Today's announcement story explains why:
Last year, an 11-volume environmental impact review by the State Department concluded that oil extracted from the Canadian oil sands produced about 17 percent more carbon pollution than conventionally extracted oil.
There's the justification for a carbon tariff, which would require a domestic carbon tax.

The AP notes that Obama's veto was without fanfare. Well, per my angle, it should have had some fanfare indeed.

That said, as I also noted in that previous blog post, the State Department has said that Alberta tar sands oil will be sold — and delivered — somewhere, somehow, with or without the current pipeline. Work is underway to build an all-Canada pipeline to Quebec; work is struggling to send another pipeline west to British Columbia. And tar sands oil is already coming into the U.S. by rail, claims of some environmentalists to the contrary notwithstanding, as well as by more circuitous pipeline routes.
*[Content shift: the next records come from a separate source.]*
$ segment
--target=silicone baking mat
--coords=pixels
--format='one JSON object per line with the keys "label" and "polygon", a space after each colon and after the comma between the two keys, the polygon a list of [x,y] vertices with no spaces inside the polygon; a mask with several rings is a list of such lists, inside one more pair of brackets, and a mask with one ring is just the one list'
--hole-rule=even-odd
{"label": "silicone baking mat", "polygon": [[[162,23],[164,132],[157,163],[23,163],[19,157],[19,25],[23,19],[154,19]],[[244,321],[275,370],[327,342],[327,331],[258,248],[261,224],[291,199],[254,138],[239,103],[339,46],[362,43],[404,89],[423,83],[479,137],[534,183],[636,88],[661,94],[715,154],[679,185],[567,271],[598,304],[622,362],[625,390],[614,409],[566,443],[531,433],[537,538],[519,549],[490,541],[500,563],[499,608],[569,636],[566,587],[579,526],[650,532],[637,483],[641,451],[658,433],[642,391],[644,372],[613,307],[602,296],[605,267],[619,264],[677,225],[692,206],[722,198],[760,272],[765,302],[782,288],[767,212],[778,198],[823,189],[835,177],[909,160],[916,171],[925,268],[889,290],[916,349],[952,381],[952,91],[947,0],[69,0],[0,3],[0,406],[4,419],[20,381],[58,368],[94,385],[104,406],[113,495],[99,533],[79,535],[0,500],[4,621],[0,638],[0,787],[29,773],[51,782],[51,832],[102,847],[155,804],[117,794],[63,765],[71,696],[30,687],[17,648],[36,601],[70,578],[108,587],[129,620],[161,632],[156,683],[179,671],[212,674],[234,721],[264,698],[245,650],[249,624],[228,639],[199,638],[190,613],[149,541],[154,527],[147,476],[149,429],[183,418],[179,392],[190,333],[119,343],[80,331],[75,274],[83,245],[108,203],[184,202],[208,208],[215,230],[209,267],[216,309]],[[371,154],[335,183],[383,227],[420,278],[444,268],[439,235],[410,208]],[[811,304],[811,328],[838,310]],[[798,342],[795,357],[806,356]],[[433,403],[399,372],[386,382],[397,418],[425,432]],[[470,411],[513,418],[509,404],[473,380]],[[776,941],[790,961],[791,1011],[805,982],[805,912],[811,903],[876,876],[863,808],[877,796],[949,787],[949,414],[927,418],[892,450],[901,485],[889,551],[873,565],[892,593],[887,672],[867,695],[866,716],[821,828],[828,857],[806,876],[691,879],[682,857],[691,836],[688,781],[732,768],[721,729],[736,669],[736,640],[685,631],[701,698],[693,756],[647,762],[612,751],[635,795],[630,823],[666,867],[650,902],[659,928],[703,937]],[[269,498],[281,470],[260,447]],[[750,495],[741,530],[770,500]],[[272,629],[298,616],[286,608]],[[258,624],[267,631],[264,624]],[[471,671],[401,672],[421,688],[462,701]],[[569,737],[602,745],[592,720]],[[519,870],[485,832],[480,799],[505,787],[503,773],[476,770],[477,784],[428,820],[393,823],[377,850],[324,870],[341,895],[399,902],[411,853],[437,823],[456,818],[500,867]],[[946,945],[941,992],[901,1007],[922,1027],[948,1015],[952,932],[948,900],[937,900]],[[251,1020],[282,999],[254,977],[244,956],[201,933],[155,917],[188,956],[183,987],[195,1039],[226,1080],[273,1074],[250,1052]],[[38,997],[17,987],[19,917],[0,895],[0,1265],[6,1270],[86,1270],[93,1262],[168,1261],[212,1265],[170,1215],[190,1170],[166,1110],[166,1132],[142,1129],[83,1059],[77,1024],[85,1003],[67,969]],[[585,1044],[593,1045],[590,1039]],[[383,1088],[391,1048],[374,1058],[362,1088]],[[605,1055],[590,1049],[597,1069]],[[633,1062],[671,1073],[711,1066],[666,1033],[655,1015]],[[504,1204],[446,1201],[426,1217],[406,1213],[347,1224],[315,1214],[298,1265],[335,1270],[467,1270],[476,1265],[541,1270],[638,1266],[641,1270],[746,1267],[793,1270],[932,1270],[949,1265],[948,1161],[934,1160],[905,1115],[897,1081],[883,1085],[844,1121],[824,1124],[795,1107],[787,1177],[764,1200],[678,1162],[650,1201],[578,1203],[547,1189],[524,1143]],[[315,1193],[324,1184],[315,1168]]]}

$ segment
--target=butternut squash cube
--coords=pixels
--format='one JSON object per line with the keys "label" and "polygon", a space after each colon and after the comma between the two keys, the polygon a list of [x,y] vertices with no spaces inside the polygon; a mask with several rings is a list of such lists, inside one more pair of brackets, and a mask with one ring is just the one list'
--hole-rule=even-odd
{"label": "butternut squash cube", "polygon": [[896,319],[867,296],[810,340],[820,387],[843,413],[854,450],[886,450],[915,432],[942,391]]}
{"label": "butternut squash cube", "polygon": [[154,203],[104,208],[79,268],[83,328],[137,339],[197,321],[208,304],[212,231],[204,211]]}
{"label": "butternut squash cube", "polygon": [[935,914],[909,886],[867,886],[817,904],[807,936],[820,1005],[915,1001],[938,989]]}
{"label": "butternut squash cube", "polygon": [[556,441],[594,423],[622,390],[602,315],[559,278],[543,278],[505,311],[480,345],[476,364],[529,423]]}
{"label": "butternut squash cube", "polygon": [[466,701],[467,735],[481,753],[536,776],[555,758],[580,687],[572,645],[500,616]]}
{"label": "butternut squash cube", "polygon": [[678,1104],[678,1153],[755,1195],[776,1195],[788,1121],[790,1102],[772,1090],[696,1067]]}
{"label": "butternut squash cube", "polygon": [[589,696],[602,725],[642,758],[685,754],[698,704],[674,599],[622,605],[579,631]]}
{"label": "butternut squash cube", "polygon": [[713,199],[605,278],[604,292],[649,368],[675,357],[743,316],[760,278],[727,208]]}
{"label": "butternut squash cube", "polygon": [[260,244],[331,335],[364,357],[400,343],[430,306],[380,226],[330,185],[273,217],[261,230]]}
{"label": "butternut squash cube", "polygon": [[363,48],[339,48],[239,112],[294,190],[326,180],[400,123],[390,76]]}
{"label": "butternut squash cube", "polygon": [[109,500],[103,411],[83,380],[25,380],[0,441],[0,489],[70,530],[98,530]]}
Beyond that, environmentalists with brains know not to pin too much hope on Obama.

His "all of the above" hydrocarbons strategy has bent, folded, spindled and mutilated the Endangered Species Act, as with the dunes sagebrush lizard.

And, at the same time his administration expanded protection in the Arctic National Wildlife Refuge, it announced plenty of drilling leases in the Arctic Ocean, as Greenpeace notes.

And, note the "no fanfare" in the AP story link.

In other words, President Obama can often be an "on the one hand" environmentalist.

And, as I noted in my link from my previous blog post, he's also not a "big picture" president. Of course, that's neoliberal incrementalism in general.